Britain's rule of the waves from Halley's time onwards came about not only from its strong navy, but also through its scientists providing accurate navigational charts and methods for determining position at sea.

This did not happen overnight. The measurement of one's geographical longitude was a long-term problem. Deduction of the latitude was relatively easy, from the minimum angle achieved each day between the Sun and the overhead point (called the zenith). This minimum occurs at noon. At night, various stars can be used. Tables of Sun and stars were available allowing a ship's latitude to be ascertained in that way, but longitude is a different story.

As you sail east or west the time according to the position of the Sun alters. If you had an accurate clock that maintained the time at some reference point, say back in London, then by comparing the clock time with the time according to the Sun in the sky, the longitude might be determined. Unfortunately the pendulum clocks used in churches and observatories would not work on a tossing and rolling ship at sea.
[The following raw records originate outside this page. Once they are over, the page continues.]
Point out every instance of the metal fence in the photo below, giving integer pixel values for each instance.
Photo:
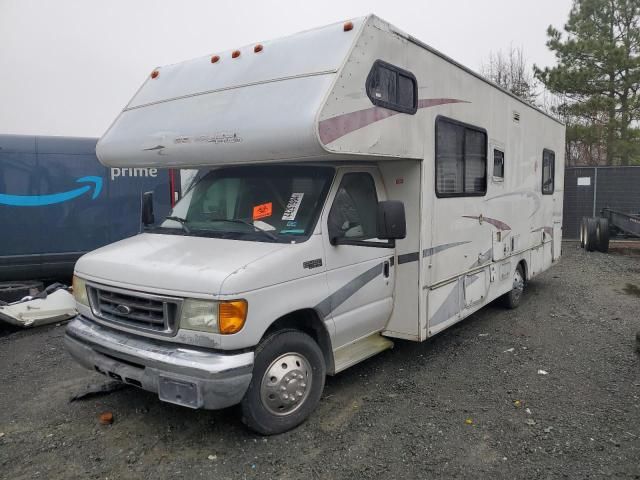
(589, 189)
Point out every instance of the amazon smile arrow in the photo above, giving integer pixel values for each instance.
(40, 200)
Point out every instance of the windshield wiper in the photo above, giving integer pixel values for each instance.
(244, 222)
(181, 221)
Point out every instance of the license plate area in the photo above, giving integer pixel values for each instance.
(180, 392)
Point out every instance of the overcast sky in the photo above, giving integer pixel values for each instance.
(67, 67)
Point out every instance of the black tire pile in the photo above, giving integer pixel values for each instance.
(594, 234)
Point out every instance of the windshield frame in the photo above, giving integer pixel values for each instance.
(326, 171)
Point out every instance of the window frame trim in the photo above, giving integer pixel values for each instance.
(553, 172)
(494, 177)
(389, 105)
(346, 240)
(441, 118)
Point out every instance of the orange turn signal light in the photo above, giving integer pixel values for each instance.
(231, 316)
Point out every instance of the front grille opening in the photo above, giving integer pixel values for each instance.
(133, 310)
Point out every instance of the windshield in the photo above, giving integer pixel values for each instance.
(263, 203)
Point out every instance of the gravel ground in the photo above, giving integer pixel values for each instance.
(468, 403)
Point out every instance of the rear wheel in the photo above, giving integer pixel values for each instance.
(288, 379)
(513, 298)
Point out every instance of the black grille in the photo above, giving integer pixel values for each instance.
(135, 309)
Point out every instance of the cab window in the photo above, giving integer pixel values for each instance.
(353, 213)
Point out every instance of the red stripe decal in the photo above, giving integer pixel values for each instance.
(500, 225)
(335, 127)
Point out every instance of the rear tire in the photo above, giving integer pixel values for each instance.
(512, 299)
(591, 235)
(288, 378)
(602, 234)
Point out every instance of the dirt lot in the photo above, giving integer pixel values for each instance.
(469, 403)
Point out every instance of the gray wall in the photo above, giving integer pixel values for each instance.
(615, 187)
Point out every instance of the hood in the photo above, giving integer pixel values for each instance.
(174, 264)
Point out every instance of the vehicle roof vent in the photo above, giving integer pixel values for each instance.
(516, 117)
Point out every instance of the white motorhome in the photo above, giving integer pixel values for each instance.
(360, 186)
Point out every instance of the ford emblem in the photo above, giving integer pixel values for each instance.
(123, 309)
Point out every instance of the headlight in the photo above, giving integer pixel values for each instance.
(80, 291)
(200, 315)
(214, 317)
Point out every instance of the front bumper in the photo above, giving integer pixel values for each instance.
(193, 378)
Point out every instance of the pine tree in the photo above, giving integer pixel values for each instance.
(598, 76)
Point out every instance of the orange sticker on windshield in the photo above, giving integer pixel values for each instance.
(262, 211)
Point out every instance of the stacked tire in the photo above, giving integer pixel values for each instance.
(594, 234)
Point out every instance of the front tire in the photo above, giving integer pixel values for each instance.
(288, 378)
(512, 299)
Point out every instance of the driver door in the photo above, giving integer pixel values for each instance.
(361, 278)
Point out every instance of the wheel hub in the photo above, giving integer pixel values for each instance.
(286, 384)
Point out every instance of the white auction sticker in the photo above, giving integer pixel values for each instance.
(292, 207)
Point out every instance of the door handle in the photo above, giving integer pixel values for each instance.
(385, 269)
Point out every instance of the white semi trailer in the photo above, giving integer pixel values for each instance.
(362, 186)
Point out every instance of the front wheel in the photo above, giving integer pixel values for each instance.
(513, 298)
(288, 379)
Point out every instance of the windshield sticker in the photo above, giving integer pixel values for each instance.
(262, 211)
(292, 207)
(263, 225)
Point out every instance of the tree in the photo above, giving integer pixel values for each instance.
(510, 71)
(597, 76)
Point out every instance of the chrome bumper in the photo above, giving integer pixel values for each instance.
(193, 378)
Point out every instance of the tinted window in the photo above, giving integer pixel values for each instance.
(498, 164)
(461, 159)
(548, 172)
(353, 213)
(392, 87)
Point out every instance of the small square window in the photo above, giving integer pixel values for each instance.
(391, 87)
(461, 159)
(498, 164)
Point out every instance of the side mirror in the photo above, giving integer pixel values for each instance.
(392, 223)
(147, 209)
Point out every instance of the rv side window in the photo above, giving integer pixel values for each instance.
(498, 164)
(548, 172)
(461, 159)
(392, 87)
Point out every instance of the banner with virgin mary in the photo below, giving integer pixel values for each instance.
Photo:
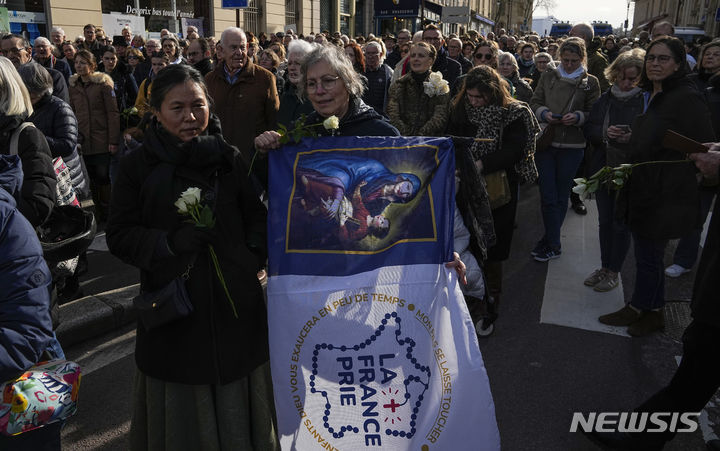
(371, 342)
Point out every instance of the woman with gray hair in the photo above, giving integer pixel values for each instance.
(543, 61)
(608, 130)
(329, 81)
(379, 77)
(292, 106)
(171, 47)
(38, 190)
(57, 121)
(508, 68)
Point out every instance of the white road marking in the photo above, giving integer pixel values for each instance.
(99, 244)
(99, 356)
(567, 302)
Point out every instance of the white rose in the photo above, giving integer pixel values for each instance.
(580, 190)
(331, 123)
(181, 206)
(191, 196)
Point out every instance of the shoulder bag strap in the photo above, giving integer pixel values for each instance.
(15, 138)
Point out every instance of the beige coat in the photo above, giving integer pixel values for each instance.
(96, 111)
(554, 93)
(413, 112)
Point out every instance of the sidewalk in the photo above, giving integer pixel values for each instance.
(95, 315)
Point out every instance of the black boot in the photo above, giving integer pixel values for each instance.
(577, 204)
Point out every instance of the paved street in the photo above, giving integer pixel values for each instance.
(547, 358)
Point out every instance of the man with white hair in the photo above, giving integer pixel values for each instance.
(403, 37)
(379, 77)
(127, 34)
(246, 98)
(18, 50)
(455, 52)
(45, 57)
(57, 37)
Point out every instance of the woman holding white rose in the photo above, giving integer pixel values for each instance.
(334, 88)
(203, 378)
(419, 101)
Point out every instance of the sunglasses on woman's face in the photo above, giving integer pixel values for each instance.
(480, 56)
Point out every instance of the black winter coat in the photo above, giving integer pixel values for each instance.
(210, 346)
(447, 66)
(378, 87)
(609, 110)
(662, 199)
(60, 89)
(125, 86)
(360, 120)
(291, 108)
(38, 190)
(57, 121)
(705, 306)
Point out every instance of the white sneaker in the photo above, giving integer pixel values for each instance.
(675, 271)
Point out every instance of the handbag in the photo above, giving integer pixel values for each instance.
(547, 136)
(44, 394)
(168, 304)
(498, 188)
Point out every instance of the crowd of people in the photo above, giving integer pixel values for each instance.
(139, 121)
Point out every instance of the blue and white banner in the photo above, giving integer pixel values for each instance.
(371, 344)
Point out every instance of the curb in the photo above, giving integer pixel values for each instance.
(95, 315)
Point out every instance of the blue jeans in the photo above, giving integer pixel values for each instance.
(556, 170)
(614, 236)
(55, 349)
(687, 250)
(649, 292)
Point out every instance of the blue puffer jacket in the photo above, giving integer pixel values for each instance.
(25, 324)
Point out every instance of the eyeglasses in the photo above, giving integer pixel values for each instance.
(662, 59)
(12, 51)
(327, 83)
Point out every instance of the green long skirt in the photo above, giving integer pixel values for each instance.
(236, 416)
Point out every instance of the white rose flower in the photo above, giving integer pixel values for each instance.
(191, 196)
(580, 189)
(181, 206)
(331, 123)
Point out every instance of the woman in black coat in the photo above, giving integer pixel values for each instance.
(484, 109)
(126, 87)
(608, 129)
(38, 189)
(660, 201)
(188, 365)
(56, 120)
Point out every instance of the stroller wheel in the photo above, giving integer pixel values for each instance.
(484, 328)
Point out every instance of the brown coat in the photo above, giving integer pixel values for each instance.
(96, 110)
(246, 108)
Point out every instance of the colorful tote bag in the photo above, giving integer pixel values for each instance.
(44, 394)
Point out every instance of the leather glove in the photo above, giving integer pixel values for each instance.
(188, 238)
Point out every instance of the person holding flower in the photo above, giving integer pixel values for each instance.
(660, 201)
(418, 104)
(562, 100)
(334, 88)
(608, 130)
(203, 379)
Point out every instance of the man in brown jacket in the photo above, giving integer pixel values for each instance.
(245, 95)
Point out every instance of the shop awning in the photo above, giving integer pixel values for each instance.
(649, 23)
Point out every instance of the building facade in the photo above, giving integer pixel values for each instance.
(700, 14)
(148, 17)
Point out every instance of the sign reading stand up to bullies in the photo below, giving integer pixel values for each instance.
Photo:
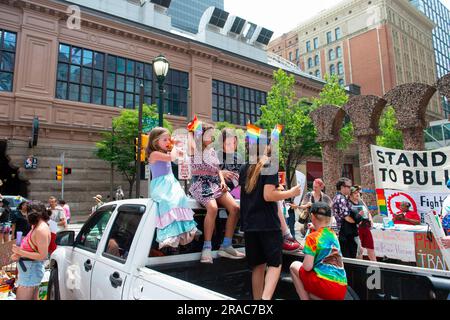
(411, 170)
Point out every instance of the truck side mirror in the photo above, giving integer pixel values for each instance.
(65, 238)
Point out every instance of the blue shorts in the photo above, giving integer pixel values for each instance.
(33, 276)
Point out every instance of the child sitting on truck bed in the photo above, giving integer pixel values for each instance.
(175, 220)
(321, 276)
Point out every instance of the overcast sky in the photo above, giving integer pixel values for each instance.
(280, 15)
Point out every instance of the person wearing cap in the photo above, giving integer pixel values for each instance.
(99, 202)
(5, 220)
(445, 214)
(406, 216)
(359, 208)
(321, 276)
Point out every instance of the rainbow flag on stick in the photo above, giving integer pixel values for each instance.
(276, 132)
(195, 126)
(253, 133)
(382, 203)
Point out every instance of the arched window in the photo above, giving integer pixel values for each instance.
(331, 55)
(332, 69)
(340, 68)
(316, 60)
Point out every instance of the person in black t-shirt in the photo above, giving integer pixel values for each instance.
(19, 220)
(261, 224)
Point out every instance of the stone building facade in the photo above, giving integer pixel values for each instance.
(70, 79)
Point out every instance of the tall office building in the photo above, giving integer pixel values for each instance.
(186, 14)
(440, 15)
(375, 44)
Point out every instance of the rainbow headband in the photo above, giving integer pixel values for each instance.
(253, 133)
(195, 126)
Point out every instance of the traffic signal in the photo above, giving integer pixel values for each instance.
(144, 144)
(59, 172)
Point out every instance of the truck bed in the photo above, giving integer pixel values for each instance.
(228, 277)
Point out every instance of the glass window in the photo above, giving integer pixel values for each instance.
(7, 59)
(123, 231)
(80, 72)
(332, 69)
(340, 68)
(227, 106)
(331, 55)
(329, 37)
(338, 34)
(92, 232)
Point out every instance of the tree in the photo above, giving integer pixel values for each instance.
(119, 148)
(390, 137)
(334, 94)
(283, 107)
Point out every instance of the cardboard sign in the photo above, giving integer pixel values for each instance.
(428, 254)
(282, 178)
(184, 171)
(411, 170)
(393, 244)
(5, 253)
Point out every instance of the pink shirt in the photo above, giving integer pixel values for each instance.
(67, 211)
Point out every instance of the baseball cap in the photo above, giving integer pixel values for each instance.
(321, 208)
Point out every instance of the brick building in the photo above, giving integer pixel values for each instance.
(76, 78)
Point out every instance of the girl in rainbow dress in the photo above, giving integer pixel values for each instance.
(175, 221)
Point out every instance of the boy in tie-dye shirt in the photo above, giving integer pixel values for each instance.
(322, 274)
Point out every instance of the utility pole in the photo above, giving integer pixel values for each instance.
(139, 147)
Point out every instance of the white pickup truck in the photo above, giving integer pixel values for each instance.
(113, 257)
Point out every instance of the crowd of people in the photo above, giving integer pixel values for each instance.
(33, 225)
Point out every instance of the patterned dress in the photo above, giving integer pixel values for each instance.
(205, 177)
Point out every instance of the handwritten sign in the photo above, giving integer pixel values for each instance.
(5, 253)
(394, 245)
(428, 254)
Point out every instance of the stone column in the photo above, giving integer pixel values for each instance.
(365, 113)
(328, 121)
(410, 102)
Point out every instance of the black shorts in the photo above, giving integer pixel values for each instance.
(264, 247)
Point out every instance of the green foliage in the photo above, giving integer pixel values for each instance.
(390, 137)
(334, 94)
(283, 107)
(119, 148)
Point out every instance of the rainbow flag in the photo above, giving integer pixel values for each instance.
(276, 132)
(382, 203)
(253, 133)
(195, 126)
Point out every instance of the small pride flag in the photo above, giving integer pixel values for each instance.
(195, 126)
(253, 133)
(382, 203)
(276, 132)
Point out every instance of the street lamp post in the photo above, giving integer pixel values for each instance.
(161, 67)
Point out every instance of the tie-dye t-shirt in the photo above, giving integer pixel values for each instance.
(323, 245)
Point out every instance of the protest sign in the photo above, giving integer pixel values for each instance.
(421, 202)
(301, 181)
(5, 253)
(394, 244)
(424, 171)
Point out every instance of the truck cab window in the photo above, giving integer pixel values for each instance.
(122, 233)
(91, 234)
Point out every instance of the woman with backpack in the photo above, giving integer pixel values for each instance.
(33, 252)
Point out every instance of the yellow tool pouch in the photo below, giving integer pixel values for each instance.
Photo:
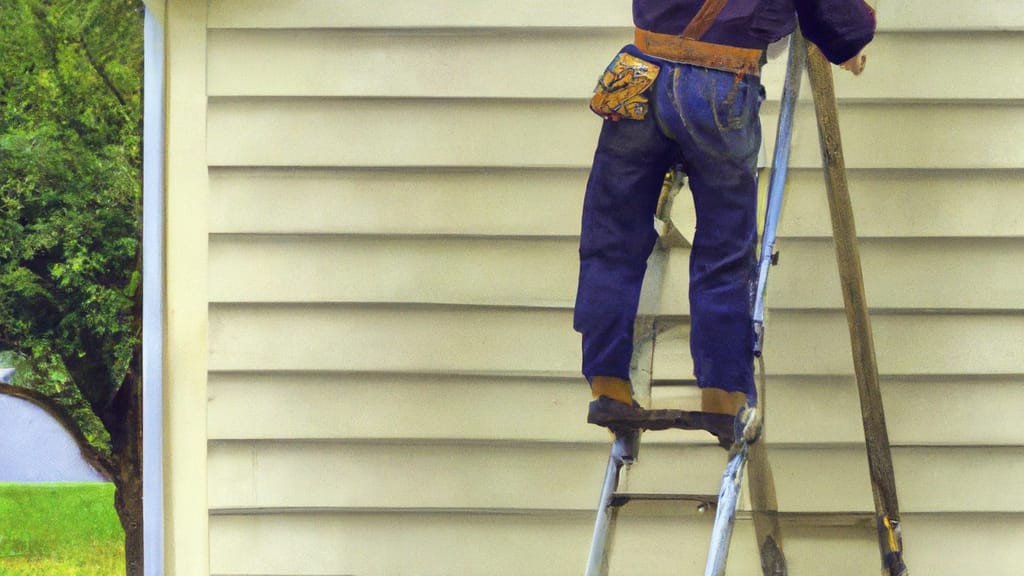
(620, 92)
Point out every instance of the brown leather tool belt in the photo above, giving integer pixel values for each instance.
(706, 54)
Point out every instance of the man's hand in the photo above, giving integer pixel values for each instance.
(855, 65)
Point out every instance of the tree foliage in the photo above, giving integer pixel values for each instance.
(70, 201)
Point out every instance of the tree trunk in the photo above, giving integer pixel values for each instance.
(126, 441)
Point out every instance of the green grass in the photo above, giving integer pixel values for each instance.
(59, 530)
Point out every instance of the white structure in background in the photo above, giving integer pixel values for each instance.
(34, 447)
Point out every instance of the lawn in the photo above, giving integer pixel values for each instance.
(61, 529)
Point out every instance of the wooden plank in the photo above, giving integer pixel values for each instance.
(908, 14)
(363, 338)
(500, 543)
(449, 476)
(910, 204)
(408, 13)
(893, 58)
(494, 202)
(415, 64)
(522, 133)
(286, 476)
(537, 202)
(450, 271)
(325, 269)
(924, 14)
(923, 274)
(926, 411)
(395, 407)
(442, 64)
(816, 343)
(454, 543)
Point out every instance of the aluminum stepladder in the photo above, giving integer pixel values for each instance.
(626, 446)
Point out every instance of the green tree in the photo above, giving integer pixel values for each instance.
(70, 225)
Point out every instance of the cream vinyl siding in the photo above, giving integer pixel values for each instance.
(394, 194)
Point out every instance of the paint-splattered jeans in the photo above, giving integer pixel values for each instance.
(707, 121)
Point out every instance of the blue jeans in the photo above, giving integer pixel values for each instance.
(706, 120)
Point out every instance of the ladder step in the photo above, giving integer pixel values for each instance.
(704, 501)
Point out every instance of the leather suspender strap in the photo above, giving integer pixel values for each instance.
(704, 18)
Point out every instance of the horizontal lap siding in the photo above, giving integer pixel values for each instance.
(393, 377)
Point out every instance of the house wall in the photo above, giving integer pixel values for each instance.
(373, 220)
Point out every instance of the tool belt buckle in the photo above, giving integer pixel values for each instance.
(621, 91)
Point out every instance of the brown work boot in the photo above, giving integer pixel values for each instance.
(727, 404)
(613, 406)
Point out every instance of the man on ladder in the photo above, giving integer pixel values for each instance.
(687, 92)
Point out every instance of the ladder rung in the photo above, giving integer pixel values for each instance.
(623, 498)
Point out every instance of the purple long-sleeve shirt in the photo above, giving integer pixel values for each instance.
(840, 28)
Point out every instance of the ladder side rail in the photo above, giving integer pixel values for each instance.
(776, 183)
(851, 279)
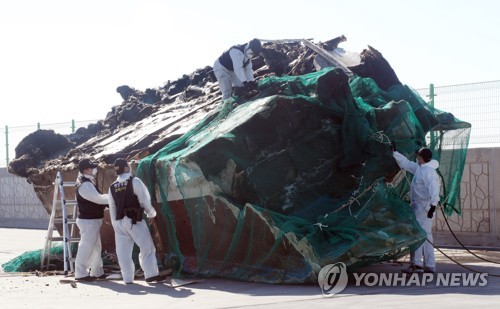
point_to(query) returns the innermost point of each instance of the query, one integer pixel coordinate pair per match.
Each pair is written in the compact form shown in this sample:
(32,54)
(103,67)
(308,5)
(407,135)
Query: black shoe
(158,278)
(101,277)
(86,278)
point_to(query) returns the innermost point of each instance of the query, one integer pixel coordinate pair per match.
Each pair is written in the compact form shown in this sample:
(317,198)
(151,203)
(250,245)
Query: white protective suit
(126,234)
(227,79)
(89,247)
(424,192)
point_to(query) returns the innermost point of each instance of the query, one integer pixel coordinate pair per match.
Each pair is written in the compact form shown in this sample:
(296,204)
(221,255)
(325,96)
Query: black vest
(226,61)
(127,203)
(86,208)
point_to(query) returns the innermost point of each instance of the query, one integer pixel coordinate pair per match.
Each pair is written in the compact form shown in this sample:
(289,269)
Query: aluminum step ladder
(60,215)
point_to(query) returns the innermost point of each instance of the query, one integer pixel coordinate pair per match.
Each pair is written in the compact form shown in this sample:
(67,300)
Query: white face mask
(249,53)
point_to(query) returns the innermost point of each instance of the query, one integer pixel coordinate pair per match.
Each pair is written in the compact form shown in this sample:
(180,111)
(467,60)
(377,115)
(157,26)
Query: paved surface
(30,291)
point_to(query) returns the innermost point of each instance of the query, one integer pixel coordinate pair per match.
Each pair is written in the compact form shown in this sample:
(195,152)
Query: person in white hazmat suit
(234,68)
(91,204)
(128,200)
(424,198)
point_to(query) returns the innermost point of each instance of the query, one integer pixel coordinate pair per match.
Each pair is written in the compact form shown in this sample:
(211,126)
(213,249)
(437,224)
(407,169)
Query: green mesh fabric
(298,177)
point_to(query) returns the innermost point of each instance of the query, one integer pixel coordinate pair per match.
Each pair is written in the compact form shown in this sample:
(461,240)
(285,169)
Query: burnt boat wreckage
(274,187)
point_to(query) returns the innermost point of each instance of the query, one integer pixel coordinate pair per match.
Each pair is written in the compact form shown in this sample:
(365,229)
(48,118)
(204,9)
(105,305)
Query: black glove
(393,146)
(250,85)
(431,211)
(239,91)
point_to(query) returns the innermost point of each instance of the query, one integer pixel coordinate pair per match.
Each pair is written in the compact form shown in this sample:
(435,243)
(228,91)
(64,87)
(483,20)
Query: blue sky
(63,59)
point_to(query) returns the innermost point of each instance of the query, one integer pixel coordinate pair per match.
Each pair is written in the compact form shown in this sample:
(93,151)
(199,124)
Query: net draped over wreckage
(273,187)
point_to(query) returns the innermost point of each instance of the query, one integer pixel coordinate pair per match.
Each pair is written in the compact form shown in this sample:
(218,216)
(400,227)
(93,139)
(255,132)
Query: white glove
(151,214)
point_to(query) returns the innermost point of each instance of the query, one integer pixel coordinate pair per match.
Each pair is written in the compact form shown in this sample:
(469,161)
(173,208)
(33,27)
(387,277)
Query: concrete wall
(478,225)
(19,205)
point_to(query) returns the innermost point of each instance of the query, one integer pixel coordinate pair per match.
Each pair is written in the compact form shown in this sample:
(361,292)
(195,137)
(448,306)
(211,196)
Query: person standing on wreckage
(424,198)
(234,68)
(91,204)
(128,200)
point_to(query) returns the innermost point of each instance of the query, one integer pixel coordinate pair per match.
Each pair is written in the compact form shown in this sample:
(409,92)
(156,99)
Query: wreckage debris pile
(275,186)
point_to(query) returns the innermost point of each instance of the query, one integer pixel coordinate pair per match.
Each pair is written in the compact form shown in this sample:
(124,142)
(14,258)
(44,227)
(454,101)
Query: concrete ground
(31,291)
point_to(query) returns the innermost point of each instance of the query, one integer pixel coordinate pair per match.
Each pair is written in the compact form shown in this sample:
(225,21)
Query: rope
(458,263)
(462,245)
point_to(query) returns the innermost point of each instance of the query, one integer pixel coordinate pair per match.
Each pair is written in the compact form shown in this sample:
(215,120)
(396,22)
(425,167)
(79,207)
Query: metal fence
(477,103)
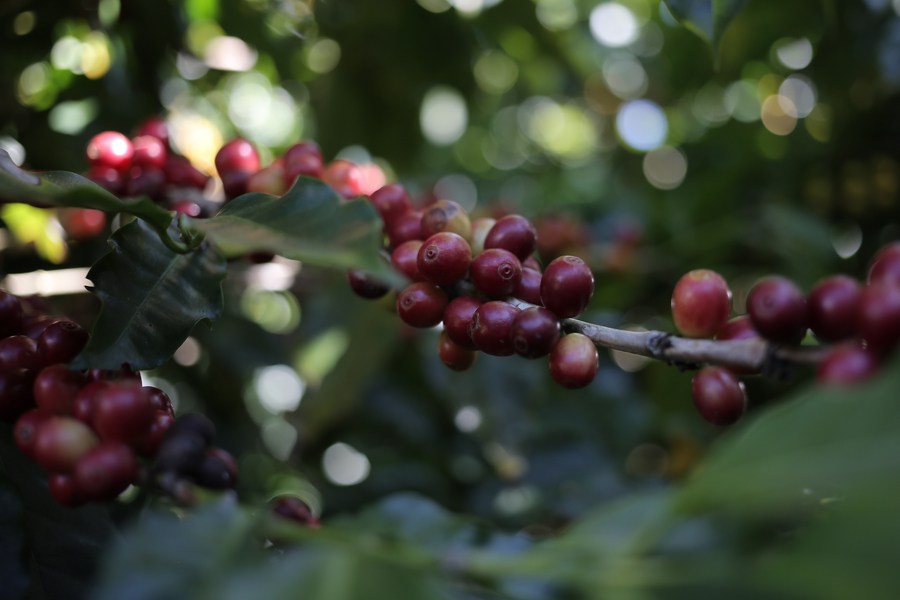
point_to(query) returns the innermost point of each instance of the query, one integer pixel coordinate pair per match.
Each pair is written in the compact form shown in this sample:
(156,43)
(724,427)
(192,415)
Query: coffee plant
(469,300)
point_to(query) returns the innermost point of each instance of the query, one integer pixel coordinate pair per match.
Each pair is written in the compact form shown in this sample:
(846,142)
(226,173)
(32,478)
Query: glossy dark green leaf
(310,223)
(152,297)
(709,18)
(63,544)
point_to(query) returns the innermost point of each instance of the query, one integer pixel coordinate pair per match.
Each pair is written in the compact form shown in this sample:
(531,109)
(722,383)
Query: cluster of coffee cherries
(860,323)
(94,432)
(480,279)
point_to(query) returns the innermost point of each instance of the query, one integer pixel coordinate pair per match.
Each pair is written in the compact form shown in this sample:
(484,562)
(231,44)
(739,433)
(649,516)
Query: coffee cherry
(303,158)
(718,395)
(366,286)
(885,267)
(110,149)
(701,303)
(847,364)
(514,233)
(444,258)
(123,412)
(105,471)
(390,201)
(833,307)
(567,285)
(496,272)
(421,304)
(60,442)
(777,309)
(453,355)
(55,389)
(15,393)
(457,319)
(19,352)
(61,341)
(405,258)
(574,361)
(535,332)
(879,317)
(491,326)
(446,215)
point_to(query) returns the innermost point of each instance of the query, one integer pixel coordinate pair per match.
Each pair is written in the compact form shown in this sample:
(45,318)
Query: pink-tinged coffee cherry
(778,310)
(701,303)
(567,285)
(444,258)
(421,304)
(574,361)
(453,355)
(514,233)
(847,364)
(833,307)
(718,395)
(110,149)
(491,327)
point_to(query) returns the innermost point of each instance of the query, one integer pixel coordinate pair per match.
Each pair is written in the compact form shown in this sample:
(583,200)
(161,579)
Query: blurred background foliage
(628,139)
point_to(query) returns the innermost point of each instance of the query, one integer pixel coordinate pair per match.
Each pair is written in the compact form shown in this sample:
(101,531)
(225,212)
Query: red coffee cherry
(453,355)
(444,258)
(718,395)
(491,326)
(567,286)
(110,149)
(405,258)
(701,303)
(535,332)
(777,309)
(833,307)
(421,304)
(574,361)
(457,319)
(514,233)
(105,471)
(60,442)
(847,364)
(496,272)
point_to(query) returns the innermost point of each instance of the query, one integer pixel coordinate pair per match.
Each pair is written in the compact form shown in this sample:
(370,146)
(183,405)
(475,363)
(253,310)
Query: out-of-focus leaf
(152,298)
(63,544)
(709,18)
(309,223)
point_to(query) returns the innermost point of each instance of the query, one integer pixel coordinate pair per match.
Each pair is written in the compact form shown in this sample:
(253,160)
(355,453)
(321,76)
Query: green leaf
(709,18)
(64,544)
(806,451)
(61,188)
(152,297)
(310,223)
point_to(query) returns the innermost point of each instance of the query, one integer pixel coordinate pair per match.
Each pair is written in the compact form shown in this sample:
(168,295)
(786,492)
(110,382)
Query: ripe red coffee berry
(567,285)
(458,320)
(444,258)
(496,272)
(60,442)
(123,412)
(718,395)
(574,361)
(110,149)
(701,303)
(105,471)
(778,310)
(421,304)
(535,332)
(514,233)
(491,326)
(453,355)
(833,307)
(847,364)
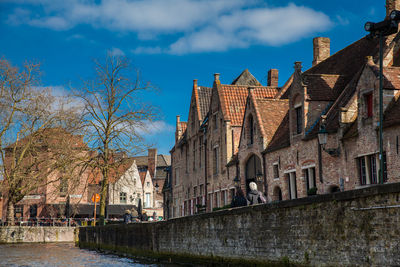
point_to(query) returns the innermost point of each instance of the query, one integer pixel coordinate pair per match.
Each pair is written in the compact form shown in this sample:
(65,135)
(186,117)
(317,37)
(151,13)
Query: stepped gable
(142,175)
(246,78)
(203,101)
(234,99)
(281,138)
(270,114)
In 1714 the British government offered a very large prize—

£20,000, worth about $3 million today—to anyone who could solve this general problem and enable ships to be navigated more safely. Prospective solutions fell into two camps. One approach involved constructing mechanical clocks that would function accurately on board ship, and this led to many advances in timekeeping. (The identity of the word for a time period spent maintaining a lookout, and a small timepiece that will fit in a pocket or strap to your wrist, did not come about by accident. I refer, of course, to a watch.) The problem was eventually solved this way by a skilled artisan, John Harrison, although there was much wrangling over the award of the prize (he never received the cash and credit which was his due) continuing for several decades.

Harrison was an outsider to the scientific establishment, which favored a different method: using astronomical objects as natural clocks. In principle, for instance, the positions of the four giant moons of Jupiter might be read as the hands on a clock, showing the same time whether viewed from anchor in the Thames estuary or from Port Royal in Jamaica.

Jupiter, though, could not be seen for much of the year when lost in the solar glare and was also difficult to observe telescopi-cally from a ship in the mid-Atlantic. The Moon provided a better target. It could be seen at some stage during the day for all except about 72 hours straddling conjunction each month, and in principle its position could be used to give the time.

The problem was that the location of the Moon in the sky, from a theoretical basis, was not known with sufficient precision. The best available set of positions for the Moon computed in advance was derived from the lunar theory published by Sir Isaac Newton in 1702, but observations showed these to be inaccurate. Halley examined this question and, realizing that the eclipse grid allowed a major refinement, he suggested a solution that effectively used the saros.

Some decades before, John Flamsteed (1646-1719) had been Astronomer Royal and had made measurements of the lunar positions, these showing varying discrepancies from the positions according to Newton's theory. Between 1722 and 1740 (a complete saros) Halley, by then Astronomer Royal himself, made 2,200 observations of the same parameter, and discovered that the discrepancies charted against the theoretical positions simply repeated those displayed by Flamsteed's measurements from 18 and 36 years earlier. This indicated that Newton's theory could be numerically corrected using the saros in quite a simple way.

In the middle of his observations, in 1731, Halley recognized the potential of this method to provide a solution to the navigation problem, but failed to publish the results during his lifetime. By the time Halley's analysis appeared in 1749, better lunar theories had been developed. Unbiased observers also had realized by then the accurate and practical use of Harrison's clocks. This did not, though, stop the establishment astronomers from fighting a continuing rearguard action.

Edmond Halley's lunar observations were never used in the practical matter of navigation, but his earlier investigations did lead to the rediscovery and naming of the saros. Halley recognized not only that eclipses repeat on that cycle, but also that the eclipse characteristics recur. To that extent he is the true father of eclipse prediction as we have received it.